Fried Squid (Kalamarakia) aka Calamari is a soft tender side dish that is superb to eat especially when deep fried. Most fishmonger will clean the squid so you can get on with the good part of cooking and eating. the recipe is incredibly simple, incredibly fast and amazingly tasty. Just three main ingredient and a bit of oil and you have a side-dish within 5 minutes. This is an entrance level recipe for those who aren’t sure about squid. The squid is deep fried and resemble an onion ring.
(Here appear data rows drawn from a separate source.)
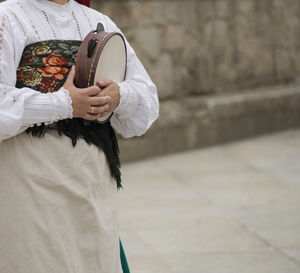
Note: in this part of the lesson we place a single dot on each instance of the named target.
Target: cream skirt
(58, 207)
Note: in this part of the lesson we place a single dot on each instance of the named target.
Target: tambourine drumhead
(102, 55)
(112, 63)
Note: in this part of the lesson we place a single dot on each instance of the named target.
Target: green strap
(124, 263)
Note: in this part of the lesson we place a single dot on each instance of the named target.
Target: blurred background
(225, 69)
(214, 185)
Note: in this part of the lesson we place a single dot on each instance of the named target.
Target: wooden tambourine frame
(102, 55)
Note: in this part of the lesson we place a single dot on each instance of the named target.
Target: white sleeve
(21, 108)
(139, 106)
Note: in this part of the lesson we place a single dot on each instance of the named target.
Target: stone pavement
(233, 208)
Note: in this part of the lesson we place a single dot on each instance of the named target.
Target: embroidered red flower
(29, 59)
(51, 71)
(54, 60)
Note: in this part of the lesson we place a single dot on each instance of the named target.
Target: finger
(71, 76)
(99, 100)
(104, 82)
(92, 90)
(99, 109)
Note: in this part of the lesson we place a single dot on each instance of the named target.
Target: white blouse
(23, 22)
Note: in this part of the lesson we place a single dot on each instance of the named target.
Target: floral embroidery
(40, 50)
(45, 65)
(32, 78)
(55, 71)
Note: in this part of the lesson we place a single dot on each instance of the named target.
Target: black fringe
(100, 134)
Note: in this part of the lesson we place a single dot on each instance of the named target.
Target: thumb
(71, 76)
(104, 82)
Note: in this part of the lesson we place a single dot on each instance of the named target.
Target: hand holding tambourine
(101, 61)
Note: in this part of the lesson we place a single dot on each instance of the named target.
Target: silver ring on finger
(92, 109)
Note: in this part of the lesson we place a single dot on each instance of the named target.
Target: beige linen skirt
(58, 207)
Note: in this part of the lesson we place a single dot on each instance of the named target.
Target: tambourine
(101, 55)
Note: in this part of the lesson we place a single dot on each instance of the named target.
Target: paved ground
(227, 209)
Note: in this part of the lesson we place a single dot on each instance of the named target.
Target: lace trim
(69, 99)
(86, 17)
(47, 19)
(1, 39)
(33, 26)
(19, 22)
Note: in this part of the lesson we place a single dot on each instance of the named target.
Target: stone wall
(225, 69)
(191, 47)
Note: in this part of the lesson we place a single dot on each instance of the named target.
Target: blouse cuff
(128, 101)
(49, 108)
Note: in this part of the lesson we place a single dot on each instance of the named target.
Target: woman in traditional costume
(59, 169)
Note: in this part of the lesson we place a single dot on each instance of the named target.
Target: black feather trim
(100, 134)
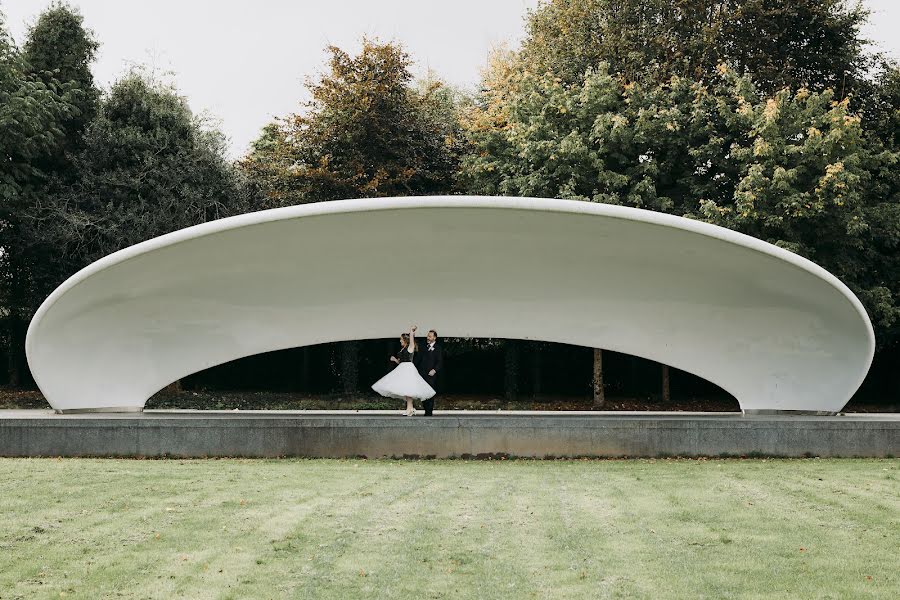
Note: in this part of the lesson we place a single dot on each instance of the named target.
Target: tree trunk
(17, 363)
(511, 382)
(597, 382)
(350, 367)
(667, 397)
(536, 369)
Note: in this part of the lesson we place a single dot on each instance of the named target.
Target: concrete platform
(178, 433)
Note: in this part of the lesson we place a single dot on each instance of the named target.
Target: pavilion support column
(599, 398)
(666, 392)
(350, 367)
(536, 369)
(511, 359)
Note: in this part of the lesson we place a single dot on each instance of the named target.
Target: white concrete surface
(775, 330)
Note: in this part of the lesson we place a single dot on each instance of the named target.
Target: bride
(404, 381)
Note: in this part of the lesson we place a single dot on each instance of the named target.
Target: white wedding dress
(404, 382)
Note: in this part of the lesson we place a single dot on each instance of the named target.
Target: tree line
(769, 117)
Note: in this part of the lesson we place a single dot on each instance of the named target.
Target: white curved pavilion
(775, 330)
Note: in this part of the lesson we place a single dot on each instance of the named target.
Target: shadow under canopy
(771, 328)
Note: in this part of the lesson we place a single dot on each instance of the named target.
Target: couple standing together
(416, 374)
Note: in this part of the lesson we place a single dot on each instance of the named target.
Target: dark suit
(426, 361)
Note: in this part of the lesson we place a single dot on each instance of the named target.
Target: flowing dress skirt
(404, 381)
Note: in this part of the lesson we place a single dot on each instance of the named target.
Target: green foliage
(796, 169)
(811, 43)
(33, 113)
(366, 132)
(59, 48)
(148, 167)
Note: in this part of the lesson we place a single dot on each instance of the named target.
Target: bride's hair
(405, 338)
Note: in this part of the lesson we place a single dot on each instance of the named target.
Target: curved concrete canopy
(773, 329)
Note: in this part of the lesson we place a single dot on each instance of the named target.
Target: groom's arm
(439, 359)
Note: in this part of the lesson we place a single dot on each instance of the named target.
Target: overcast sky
(245, 62)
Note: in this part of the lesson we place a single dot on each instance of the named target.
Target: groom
(431, 363)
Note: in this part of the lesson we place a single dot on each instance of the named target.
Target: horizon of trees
(770, 117)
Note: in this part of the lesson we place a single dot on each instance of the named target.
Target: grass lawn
(811, 528)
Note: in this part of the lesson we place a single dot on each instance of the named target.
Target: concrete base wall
(271, 434)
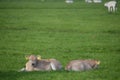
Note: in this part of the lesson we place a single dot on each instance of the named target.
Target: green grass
(62, 31)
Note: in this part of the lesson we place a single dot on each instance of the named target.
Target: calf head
(33, 59)
(94, 63)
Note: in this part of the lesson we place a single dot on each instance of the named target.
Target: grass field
(54, 29)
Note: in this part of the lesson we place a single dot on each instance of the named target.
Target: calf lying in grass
(36, 64)
(111, 5)
(82, 65)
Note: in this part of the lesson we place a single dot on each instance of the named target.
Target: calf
(36, 64)
(111, 5)
(82, 65)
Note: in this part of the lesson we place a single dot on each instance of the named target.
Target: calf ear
(98, 62)
(26, 57)
(38, 57)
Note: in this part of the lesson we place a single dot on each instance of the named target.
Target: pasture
(54, 29)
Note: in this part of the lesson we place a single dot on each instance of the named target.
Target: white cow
(36, 64)
(111, 5)
(82, 65)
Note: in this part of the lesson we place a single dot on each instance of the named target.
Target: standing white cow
(111, 5)
(36, 64)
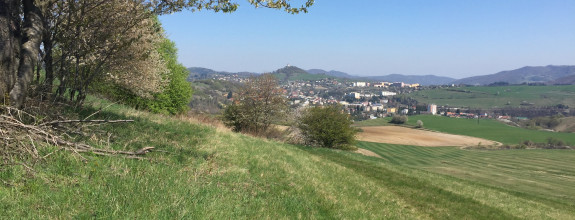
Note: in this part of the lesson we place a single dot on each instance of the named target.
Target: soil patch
(415, 137)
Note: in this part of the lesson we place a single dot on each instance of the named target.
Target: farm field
(487, 97)
(408, 136)
(486, 128)
(208, 172)
(544, 174)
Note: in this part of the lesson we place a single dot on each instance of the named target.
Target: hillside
(528, 74)
(295, 73)
(199, 73)
(492, 97)
(567, 80)
(207, 172)
(421, 79)
(333, 73)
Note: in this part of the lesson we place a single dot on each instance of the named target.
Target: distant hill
(333, 73)
(296, 73)
(528, 74)
(424, 80)
(421, 79)
(567, 80)
(197, 73)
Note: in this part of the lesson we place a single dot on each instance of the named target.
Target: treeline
(65, 49)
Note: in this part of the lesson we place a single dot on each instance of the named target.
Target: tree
(257, 105)
(77, 32)
(399, 119)
(327, 126)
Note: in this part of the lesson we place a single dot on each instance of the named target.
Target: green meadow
(546, 174)
(207, 172)
(482, 128)
(487, 97)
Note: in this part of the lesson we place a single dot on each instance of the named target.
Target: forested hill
(296, 73)
(528, 74)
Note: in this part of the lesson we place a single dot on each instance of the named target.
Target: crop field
(545, 174)
(417, 137)
(483, 128)
(498, 96)
(208, 172)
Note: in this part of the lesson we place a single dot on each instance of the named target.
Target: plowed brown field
(415, 137)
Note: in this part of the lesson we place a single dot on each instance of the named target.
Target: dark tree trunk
(32, 33)
(9, 46)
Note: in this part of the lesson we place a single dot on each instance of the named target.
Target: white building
(432, 108)
(388, 93)
(359, 84)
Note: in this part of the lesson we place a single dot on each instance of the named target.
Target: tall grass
(202, 172)
(483, 128)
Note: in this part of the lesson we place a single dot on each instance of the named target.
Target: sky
(450, 38)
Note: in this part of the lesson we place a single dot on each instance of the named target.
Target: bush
(419, 124)
(259, 103)
(327, 126)
(399, 119)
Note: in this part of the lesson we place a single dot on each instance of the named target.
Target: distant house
(388, 93)
(432, 108)
(404, 111)
(359, 84)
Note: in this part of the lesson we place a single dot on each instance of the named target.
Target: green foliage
(487, 97)
(328, 126)
(173, 99)
(486, 128)
(177, 95)
(419, 124)
(399, 119)
(201, 173)
(259, 103)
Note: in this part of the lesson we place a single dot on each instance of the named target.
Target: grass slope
(210, 173)
(485, 128)
(547, 174)
(487, 97)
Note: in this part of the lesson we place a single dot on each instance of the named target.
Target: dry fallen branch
(84, 121)
(15, 133)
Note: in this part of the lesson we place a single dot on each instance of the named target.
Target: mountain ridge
(528, 74)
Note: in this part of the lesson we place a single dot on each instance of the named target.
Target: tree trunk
(30, 48)
(9, 47)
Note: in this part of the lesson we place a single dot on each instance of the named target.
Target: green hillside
(487, 97)
(207, 172)
(484, 128)
(295, 73)
(542, 173)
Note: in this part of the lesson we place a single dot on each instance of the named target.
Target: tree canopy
(77, 43)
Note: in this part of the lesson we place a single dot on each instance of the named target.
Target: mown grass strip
(436, 202)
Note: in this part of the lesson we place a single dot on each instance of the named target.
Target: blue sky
(451, 38)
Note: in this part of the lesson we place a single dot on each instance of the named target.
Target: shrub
(327, 126)
(399, 119)
(259, 103)
(419, 124)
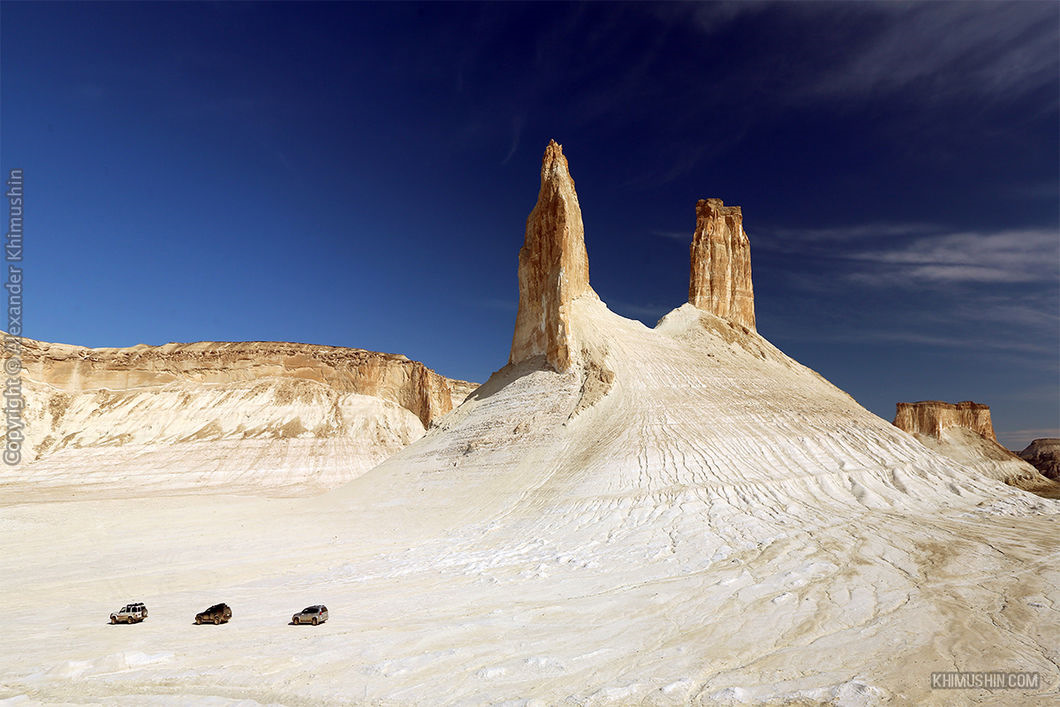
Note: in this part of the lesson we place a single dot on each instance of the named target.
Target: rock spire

For the more adventurous try Linguine with Squid an Garlic for an excellent example of how tasty squid can be.
Fried Squid (Kalamarakia)
- In a heavy 10- to 12-inch (25 to 30 cm) skillet, heat 1 to 2 inches (2 to 5 cm) of oil until hot but not smoking, or until it reaches a temperature of 375F (190C) on a deep-frying thermometer.
- Wash the squid under cold running water and pat them completely dry with paper towels.
- Sprinkle the squid liberally with salt and pepper.
- Pour the flour into a shallow bowl (a pie plate is perfect) and drop the squid into the flour a small handful at a time.
- Toss to coat thoroughly and shake the squid in a small sieve held over the flour to remove the excess.
- Drop the squid into the hot oil carefully and fry for about 2 minutes, until they turn a light golden brown – do not over cook.
- As each batch is done, transfer with a slotted spoon to a baking sheet covered with two or three layers of paper towels and keep warm in a preheated 200F (90C) oven while you fry the remaining batches.
- Mound the squid on a heated platter and garnish with the lemon wedges.